COA Opinion: 28-day cutoff for offer-of-settlement sanctions is “explicit and mandatory.”

On December 15, 2009, the Court of Appeals published a decision in Kopf v. Estate of Dobias, No. 285795, holding that the trial court properly denied the estate offer-of-judgment sanctions against the plaintiff because its motion for sanctions was filed more than 28 days after entry of the final judgment as required by MCR 2.405(D)(5). The 28-day limitation is "explicit and mandatory" and runs from the moment the last claim is resolved, not the moment the adjusted verdict with costs and interest is entered. However, a bill of costs is not required within 28 days, only a motion. The interesting implication is that, where the adjusted verdict for costs and interest is not entered within 28 days and it is a close call whether the adjusted verdict would exceed the average offer, it will be standard for the court to receive protective motions from both parties for offer-of-settlement sanctions against the other.
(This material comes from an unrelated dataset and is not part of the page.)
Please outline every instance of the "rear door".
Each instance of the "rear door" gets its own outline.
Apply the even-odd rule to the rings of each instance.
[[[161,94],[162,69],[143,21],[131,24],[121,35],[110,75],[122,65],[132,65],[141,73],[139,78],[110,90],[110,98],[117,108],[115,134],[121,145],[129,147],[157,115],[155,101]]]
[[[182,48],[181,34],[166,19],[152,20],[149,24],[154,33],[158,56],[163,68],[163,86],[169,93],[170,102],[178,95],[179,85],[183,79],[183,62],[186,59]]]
The plaintiff sued the decedent for negliently striking him with her vehicle and received a non-unanimous case-evaluation award of $60,000 in his favor. The plaintiff accepted it but the defendant did not. The defendant later served an offer of judgment for $7,500. The plaintiff filed a counteroffer for $70,000, making the average offer $38,750. The plaintiff received a verdict of $20,000, entered on August 9, 2007, in the judge's order of judgment. It was adjusted to $28,300.16 with costs and interest, in the stipulated order entered October 10, 2007. The defendant did not file his motion for offer-of-settlement sanctions until October 17, 2007.

The estate raised two arguments as to why its motion was timely. First, the estate argued a "reasonable time" standard applied under a line of decisions discussing MCR 2.403. The court distinguished the cases he relied on because they were decided before the 28-day deadline was inserted into the rule. Those decisions declined to apply the 28-day limitation under MCR 2.625 concerning motions for taxation of costs in lieu of a "reasonable time" standard. The rationale from those decisions was that taxation of costs was a simple exercise for the clerk while calculating attorney fees was not, so a reasonable time standard was, well, more reasonable. But this rationale was not frustrated by the addition of the 28-day limitation to MCR 2.405 because the rule does not require a bill of costs in 28 days as MCR 2.625(F)(2)(a) does.

The Court also rejected the defendant's argument that the "judgment" for purposes of the rule should be the order that determines the amount of the adjusted verdict. It instead extended to MCR 2.405 its holding in Braun v. York Properties, Inc., 230 Mich. App. 138, 150, 583 N.W.2d 503 (1998), that "judgment" for purposes of the time limit for motions for case evaluation costs under MCR 2.403. Braun held that "judgment" means the judgment adjudicating the rights and liabilities of the parties, the one resolving all claims, i.e., causes of action. The amount of taxable costs and interest yet to be determined was not a cause of action.